A segunda leitura aponta para a parusia, a segunda vinda de Jesus. Convida-nos à vigilância, isto é, a vivermos dia a dia de acordo com os ensinamentos de Jesus, empenhando-nos na transformação do mundo e na construção do Reino. Se os que creem pautarem a sua vida por esta dinâmica de contínua conversão, encontrarão no final da sua caminhada terrena “os novos céus e a nova terra onde habita a justiça”.
A certeza da ressurreição garante-nos que Deus tem um projeto de salvação e de vida para cada homem e mulher; e que este projeto está a realizar-se continuamente em nós, até à sua concretização plena, quando nos encontrarmos definitivamente com Deus. A nossa vida presente não é, pois, um drama absurdo, sem sentido e sem finalidade; é uma caminhada tranquila, confiante em direção a este desabrochar pleno, a essa vida total em que se revelará o Homem Novo e Nova Mulher.
A questão fundamental que os cristãos devem pôr, a propósito da segunda vinda do Senhor, não é a questão da data, mas é a questão de como esperar e preparar esse momento. O autor do nosso texto deixa claro que o que é preciso é estar vigilante. “Estar vigilante” não significa ficar a olhar para o céu à espera do Senhor, esquecendo e negligenciando as questões do mundo e os problemas dos homens; mas significa viver, no dia a dia, de acordo com os ensinamentos de Jesus, empenhando-se na transformação do mundo e na construção do Reino.

No Evangelho, João Batista convida os seus contemporâneos e, claro, os homens e mulheres de todas as épocas, a acolher o Messias libertador. A missão do Messias, diz João, será oferecer a todos (as) este Espírito de Deus que gera vida nova e permite-nos viver numa dinâmica de amor e de liberdade. No entanto, só poderá estar aberto à proposta do Messias quem tiver percorrido um autêntico caminho de conversão, de transformação, de mudança de vida e de mentalidade.
O corpo central do nosso texto apresenta-nos a missão de João Batista, a sua pregação, a reação dos ouvintes, o seu estilo de vida e o testemunho de João sobre Jesus.
Qual é, pois, a missão de João?
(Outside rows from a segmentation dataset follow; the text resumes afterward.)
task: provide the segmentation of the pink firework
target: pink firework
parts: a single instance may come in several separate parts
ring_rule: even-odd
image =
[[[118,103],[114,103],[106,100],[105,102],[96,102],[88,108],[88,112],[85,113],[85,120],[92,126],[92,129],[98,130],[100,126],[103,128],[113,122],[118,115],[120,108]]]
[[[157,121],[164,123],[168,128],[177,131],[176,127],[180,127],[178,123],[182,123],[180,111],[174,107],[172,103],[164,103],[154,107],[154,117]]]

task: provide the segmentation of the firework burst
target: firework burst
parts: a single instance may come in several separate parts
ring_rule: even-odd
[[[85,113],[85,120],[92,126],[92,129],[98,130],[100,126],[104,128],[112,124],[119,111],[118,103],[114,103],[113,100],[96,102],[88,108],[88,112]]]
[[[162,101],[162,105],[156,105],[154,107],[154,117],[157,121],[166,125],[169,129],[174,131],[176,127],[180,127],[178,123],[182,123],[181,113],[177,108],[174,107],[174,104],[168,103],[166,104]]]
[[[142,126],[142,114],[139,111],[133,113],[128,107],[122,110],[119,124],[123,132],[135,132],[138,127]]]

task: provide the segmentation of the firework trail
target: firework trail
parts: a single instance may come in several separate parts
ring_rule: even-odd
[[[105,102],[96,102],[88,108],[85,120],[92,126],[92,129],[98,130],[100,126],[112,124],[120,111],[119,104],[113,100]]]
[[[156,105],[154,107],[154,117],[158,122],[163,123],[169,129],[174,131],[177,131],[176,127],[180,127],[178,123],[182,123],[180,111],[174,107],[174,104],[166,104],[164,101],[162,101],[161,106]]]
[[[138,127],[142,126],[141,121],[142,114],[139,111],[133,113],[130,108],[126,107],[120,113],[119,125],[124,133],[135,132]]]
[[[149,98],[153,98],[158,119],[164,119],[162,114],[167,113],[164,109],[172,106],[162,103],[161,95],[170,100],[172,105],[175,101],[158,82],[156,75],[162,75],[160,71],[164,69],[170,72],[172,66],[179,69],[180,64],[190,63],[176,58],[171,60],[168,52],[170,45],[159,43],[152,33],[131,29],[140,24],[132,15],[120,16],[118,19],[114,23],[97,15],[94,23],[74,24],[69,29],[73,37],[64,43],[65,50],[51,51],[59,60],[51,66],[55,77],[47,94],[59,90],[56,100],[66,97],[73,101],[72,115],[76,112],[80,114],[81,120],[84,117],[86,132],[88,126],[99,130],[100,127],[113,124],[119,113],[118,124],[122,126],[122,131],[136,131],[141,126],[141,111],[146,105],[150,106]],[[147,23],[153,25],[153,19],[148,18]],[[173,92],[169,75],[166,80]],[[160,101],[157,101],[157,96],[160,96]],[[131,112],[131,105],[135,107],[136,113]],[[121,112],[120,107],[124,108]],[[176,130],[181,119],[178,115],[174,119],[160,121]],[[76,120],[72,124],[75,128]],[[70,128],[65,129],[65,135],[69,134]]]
De acordo com o nosso texto, é ser o “mensageiro” que prepara o caminho para o “Messias”, “Filho de Deus”. A propósito da apresentação da missão de João, o autor apresenta uma citação que atribui ao Profeta Isaías mas que é, na realidade, um conjunto de afirmações retiradas do Êxodo: “Vou enviar à tua frente o meu mensageiro, que preparará o teu caminho. Uma voz clama no deserto: Preparai o caminho do Senhor, endireitai as suas veredas”. A acumulação de citações sugere que João é esse mensageiro de Deus do qual falavam as promessas antigas, e que devia vir anunciar e preparar o Povo de Deus para acolher a intervenção definitiva de Javé na história.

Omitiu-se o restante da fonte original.